"The answer, my friend, is blowin' in the wind." At least that's what Bob Dylan said.

Air currents, air circulation, and wind (fast air currents) are important to all kinds of life. Air that just hangs around without moving can get "stale." In another project, we can discuss the ways that air currents are valuable. Or, we could find a book that would tell us.

Meanwhile, we can make some instruments that can measure or show the direction of air movement. What are some of the ways we can tell that the air outside is moving, and not just
hanging out getting stale? We can see leaves moving on trees, or, if the wind is blowing hard, entire trees sway. Dust on the ground will sometimes move in little whirlpools, while leaves that have fallen are traveling along the ground. Litter-bugs have dropped papers, and they scoot around as though they were inhabited by ambulatory critters! In a stiff wind, people with long hair look like sea serpents. Look at the flagpole, and see our flag rippling in the wind!

Do we know about propellers on airplanes? They push on the air and make the planes go. (Boat propellers push the water.) Do we know about pinwheels? Pinwheels are fun. Let's make some.

On a white card, make three concentric circles with diameters of 2 1/2 inches, 2 1/4 inches, and 1/2 inch. Set the ends of a compass (the kind used to make circles) 1 1/4 inches apart.

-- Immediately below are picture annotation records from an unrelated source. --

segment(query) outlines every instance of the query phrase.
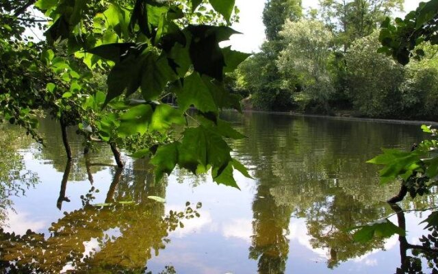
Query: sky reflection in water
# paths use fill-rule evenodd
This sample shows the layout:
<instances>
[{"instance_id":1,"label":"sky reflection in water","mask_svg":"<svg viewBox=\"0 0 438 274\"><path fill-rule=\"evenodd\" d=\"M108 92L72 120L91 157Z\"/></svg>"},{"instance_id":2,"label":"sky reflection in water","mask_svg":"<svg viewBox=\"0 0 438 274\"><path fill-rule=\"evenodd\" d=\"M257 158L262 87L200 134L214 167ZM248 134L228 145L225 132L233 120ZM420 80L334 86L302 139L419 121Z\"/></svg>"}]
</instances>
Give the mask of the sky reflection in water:
<instances>
[{"instance_id":1,"label":"sky reflection in water","mask_svg":"<svg viewBox=\"0 0 438 274\"><path fill-rule=\"evenodd\" d=\"M147 266L153 273L173 268L178 273L368 273L400 267L397 236L363 245L343 229L393 213L383 201L397 186L377 186L377 168L365 162L381 147L408 149L424 137L419 126L263 113L223 116L248 136L232 143L234 156L255 177L236 174L241 190L183 171L156 183L146 162L127 157L118 174L109 148L85 159L73 132L78 157L66 166L60 136L53 134L57 127L43 123L47 147L38 150L28 141L20 147L24 169L36 173L39 183L25 197L10 197L15 212L5 210L3 266L21 254L26 259L18 264L28 260L58 272L142 272ZM67 169L67 199L60 199ZM416 202L434 204L433 197ZM407 240L419 244L420 219L405 216ZM396 216L391 220L397 223ZM27 237L7 233L27 229Z\"/></svg>"}]
</instances>

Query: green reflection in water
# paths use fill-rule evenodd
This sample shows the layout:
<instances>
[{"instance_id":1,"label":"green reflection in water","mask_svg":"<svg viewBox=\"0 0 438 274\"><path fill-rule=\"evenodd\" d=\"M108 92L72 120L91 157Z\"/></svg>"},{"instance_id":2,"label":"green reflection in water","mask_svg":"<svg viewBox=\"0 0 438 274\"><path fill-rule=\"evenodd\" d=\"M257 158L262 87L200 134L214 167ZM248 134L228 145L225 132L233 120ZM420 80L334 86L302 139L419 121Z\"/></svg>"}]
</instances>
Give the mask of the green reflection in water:
<instances>
[{"instance_id":1,"label":"green reflection in water","mask_svg":"<svg viewBox=\"0 0 438 274\"><path fill-rule=\"evenodd\" d=\"M18 151L32 145L24 130L0 124L0 225L3 225L7 211L12 209L10 197L24 195L27 189L38 183L38 177L26 169L23 156Z\"/></svg>"},{"instance_id":2,"label":"green reflection in water","mask_svg":"<svg viewBox=\"0 0 438 274\"><path fill-rule=\"evenodd\" d=\"M380 186L375 166L365 162L382 147L409 147L421 140L417 126L263 113L224 116L238 121L248 136L235 147L258 179L249 257L258 260L259 273L285 272L291 216L305 219L313 249L329 251L328 268L383 249L383 240L355 242L345 231L392 212L385 201L398 186ZM415 203L436 204L434 196Z\"/></svg>"},{"instance_id":3,"label":"green reflection in water","mask_svg":"<svg viewBox=\"0 0 438 274\"><path fill-rule=\"evenodd\" d=\"M124 173L116 169L105 203L95 203L92 188L81 197L81 208L52 223L48 238L30 230L23 236L2 231L0 266L21 272L144 273L147 261L170 242L169 232L200 216L188 204L183 211L165 214L163 203L148 199L166 197L167 183L155 184L153 177L142 160Z\"/></svg>"},{"instance_id":4,"label":"green reflection in water","mask_svg":"<svg viewBox=\"0 0 438 274\"><path fill-rule=\"evenodd\" d=\"M292 218L305 220L310 244L314 249L328 251L329 268L383 247L383 241L378 239L366 245L355 242L344 231L393 212L385 201L398 192L398 186L379 186L377 168L365 162L381 147L408 149L423 138L417 126L262 113L237 116L225 112L223 116L248 136L231 145L235 157L250 167L257 181L248 252L250 258L257 260L259 273L285 271ZM114 166L109 148L99 145L96 152L82 157L83 148L74 132L70 136L75 159L66 164L60 134L52 132L58 127L53 121L42 123L42 135L47 141L36 155L64 172L57 206L62 208L68 200L66 189L74 187L68 182L88 179L92 184L96 172L110 169L113 179L108 182L105 201L94 201L96 190L90 186L81 197L82 208L53 223L49 229L50 236L32 232L24 236L1 233L1 266L25 272L59 272L66 265L78 272L144 271L147 261L168 242L169 232L198 213L185 208L182 212L166 214L162 203L148 197L166 197L167 182L155 182L147 162L135 161L122 171ZM0 135L1 138L5 137ZM11 142L16 136L8 138L11 139L0 145ZM9 152L0 149L9 153L5 158L18 157L14 171L24 169L16 149L31 145L27 142L17 143ZM9 174L10 164L2 166L0 176ZM180 182L190 177L183 171L175 175ZM5 178L2 182L9 182L9 177ZM203 177L190 178L193 186L205 181ZM110 205L97 203L103 202ZM409 209L436 204L435 196L430 195L415 202L407 200L401 206ZM94 243L92 254L84 242ZM400 244L402 250L409 247ZM168 267L166 271L175 273L175 269Z\"/></svg>"}]
</instances>

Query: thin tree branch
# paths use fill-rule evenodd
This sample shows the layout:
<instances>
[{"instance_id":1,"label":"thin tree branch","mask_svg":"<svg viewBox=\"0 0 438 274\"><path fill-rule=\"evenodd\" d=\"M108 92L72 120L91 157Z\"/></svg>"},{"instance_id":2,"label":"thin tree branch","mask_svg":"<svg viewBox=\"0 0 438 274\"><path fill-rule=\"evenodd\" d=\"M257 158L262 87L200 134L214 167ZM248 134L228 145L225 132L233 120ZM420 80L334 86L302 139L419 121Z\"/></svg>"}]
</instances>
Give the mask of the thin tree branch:
<instances>
[{"instance_id":1,"label":"thin tree branch","mask_svg":"<svg viewBox=\"0 0 438 274\"><path fill-rule=\"evenodd\" d=\"M27 3L25 4L25 5L21 8L18 8L15 10L15 12L14 13L14 16L16 17L18 17L18 15L23 14L23 13L25 12L26 10L27 10L27 8L34 5L35 2L36 2L36 0L29 0Z\"/></svg>"}]
</instances>

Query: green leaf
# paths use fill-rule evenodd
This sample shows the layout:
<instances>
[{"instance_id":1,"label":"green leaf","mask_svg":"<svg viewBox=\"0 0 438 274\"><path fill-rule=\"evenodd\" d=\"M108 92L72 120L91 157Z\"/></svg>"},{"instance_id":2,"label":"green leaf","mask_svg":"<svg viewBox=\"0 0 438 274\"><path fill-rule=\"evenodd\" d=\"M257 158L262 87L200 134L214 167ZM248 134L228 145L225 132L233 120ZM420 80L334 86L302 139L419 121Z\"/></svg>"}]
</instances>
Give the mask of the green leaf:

Place the point of the compass anywhere on the outer circle, and make six consecutive marks around the outer circle. Using a ruler, connect opposite marks with a straight line. Draw a line along the ruler from the edge of the middle circle to edge of the inner circle at every mark, alternating so that one line is heavy and the next is dotted. Now connect every other point on the 1 1/4 inch circle with a heavy line.

Carefully cut out wind foils along the dark lines, and fold along the dotted lines as illustrated.

The detector can be mounted on the eraser end of a pencil with a pin. Be sure it spins freely.

The device can be used to detect wind currents in different parts of the school grounds or classroom. As you know, we can even run with them, or just swish them through the air to
make them spin.

Here's another indicator we can make. Stick a pin through the middle of a plastic straw, and attach it to a cork. Turn the straw on the pin a few times so that it turns freely.

Next, pinch one end of the straw together and fasten a paper clip to the pinched end. Glue or tape a lightweight index card in a horizontal position on the other end. Level and balance the straw by moving the paper clip.

Use a protractor to make a scale like the one illustrated. Attach the scale to a large side of a small cereal box. Glue the cork to the center of the scale.

When the box is held in a vertical position, you will see that the detector arm moves up and down and indicates the relative force of the rising or falling air.

When held in a horizontal position, it measures air that is moving horizontally.

Hold the detector in various locations (e.g., over lighted bulbs, beneath open refrigerator doors, over radiators or registers, below windows).

Why would we hold our indicator near a source of heat or a source of cold? Does heat or cold affect air movement? In what ways?

Measurements taken at different times and places can be recorded and compared.